On average, an energy-producing enterprise generates up to 1,000 tons of waste per year. Chemical reagents based on iron and aluminum, along with lime additives, are used for their disposal at water supply sources, resulting in sludge formation.
“The new technology allows for the production of building materials from local waste. This makes it economically attractive for countries where construction materials are in short supply, and transportation costs significantly increase the cost of work. The proposed solution can be adapted for any regions where lime and coagulants are used for water treatment, opening up broad prospects for its global implementation,” noted Valentin Romanovsky, PhD, an expert from Belarusian State Technological University (BSTU).
Scientists from BSTU, NUST MISIS, and Southwest University of Science and Technology (China) have introduced a technology for recycling lime into a high-strength analogue of cement — anhydrite (CaSO₄).

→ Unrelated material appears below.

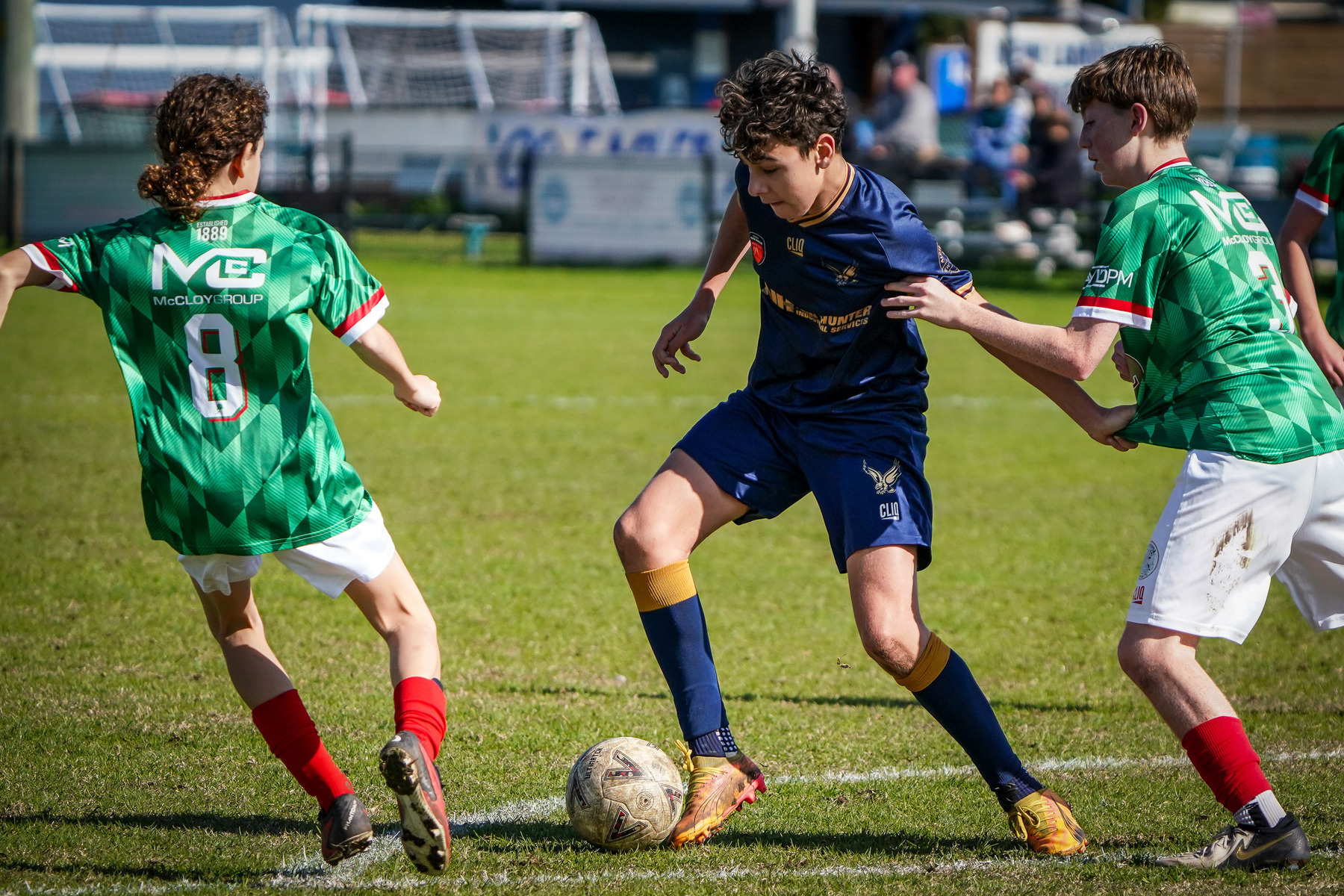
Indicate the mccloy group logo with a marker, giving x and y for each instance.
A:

Anhydrite is the anhydrous form of calcium sulfate (unlike gypsum, which contains water molecules in its structure). Anhydrite occurs in both natural and synthetic forms.
“MISIS University is implementing the project ‘Sustainable Development Technologies’ under the Priority-2030 state program, within which our scientists are creating high-tech solutions that contribute to reducing anthropogenic load and forming a comfortable environment. The new technology developed by an international team of researchers led by the young talented scientist, PhD Dmitry Moskovskikh, will significantly reduce the volumes of industrial waste,” said Alevtina Chernikova, Rector of MISIS University.

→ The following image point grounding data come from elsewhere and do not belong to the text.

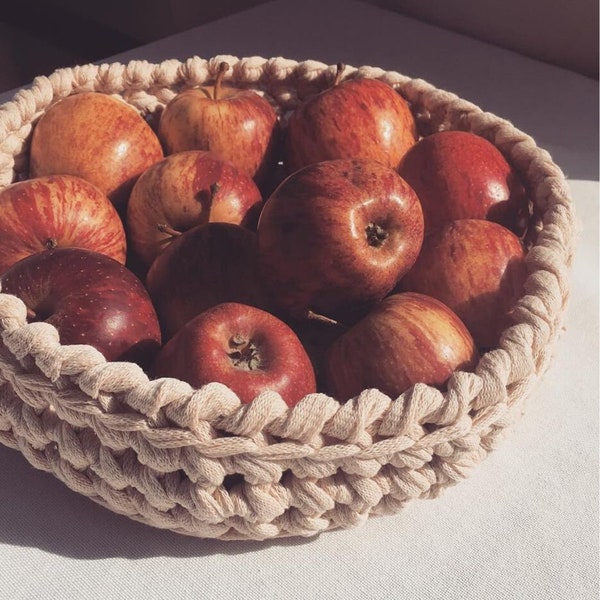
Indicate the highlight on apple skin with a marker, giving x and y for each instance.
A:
(335, 238)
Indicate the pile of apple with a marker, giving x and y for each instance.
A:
(326, 249)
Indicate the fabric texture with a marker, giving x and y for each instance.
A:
(161, 452)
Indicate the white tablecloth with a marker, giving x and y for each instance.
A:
(523, 526)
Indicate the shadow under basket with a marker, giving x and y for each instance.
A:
(197, 461)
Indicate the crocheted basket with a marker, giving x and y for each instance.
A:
(199, 462)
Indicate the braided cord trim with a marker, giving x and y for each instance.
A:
(201, 463)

In its pure form, the produced cement does not exhibit plastic properties. To enhance compressive strength, the researchers added a mixture of portland cement binder, potassium sulfate, and calcium hydroxide. Details of the study have been published in the journal Engineering Reports (Q2).

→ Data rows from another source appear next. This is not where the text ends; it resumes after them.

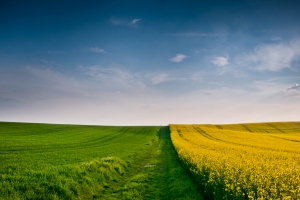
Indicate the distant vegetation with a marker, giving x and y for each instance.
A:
(241, 161)
(48, 161)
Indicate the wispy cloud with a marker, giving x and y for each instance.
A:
(122, 22)
(115, 21)
(97, 50)
(273, 57)
(196, 34)
(296, 86)
(159, 78)
(220, 61)
(134, 22)
(178, 58)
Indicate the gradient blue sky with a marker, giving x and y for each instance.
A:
(149, 62)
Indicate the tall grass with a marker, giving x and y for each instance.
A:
(45, 161)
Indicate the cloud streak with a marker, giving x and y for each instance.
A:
(134, 22)
(274, 57)
(178, 58)
(296, 86)
(97, 50)
(220, 61)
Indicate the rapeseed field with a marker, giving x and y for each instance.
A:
(241, 161)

“We have found a way to recycle environmentally polluting waste into a durable building material with a purity of up to 99.8%. From lime residues, we created a cement analogue that can be used for constructing houses, roads, or other structures. I would also note that the by-products generated during the centrifugation stage of the synthetic anhydrite suspension can be used as fertilizer. This filtrate contains dissolved salts that promote increased root mass and dry weight of plants, making it an effective micro-fertilizer. Consequently, the entire process of producing anhydrite is virtually waste-free,” said co-author of the study, Dmitry Moskovskikh, PhD, director of the Research Center of Engineering Ceramic Nanomaterials at NUST MISIS.
In the future, researchers plan to increase productivity and reduce the costs of the technological process, as well as adapt the methodology to work with various types of waste, allowing for the application of this technology in enterprises across different countries.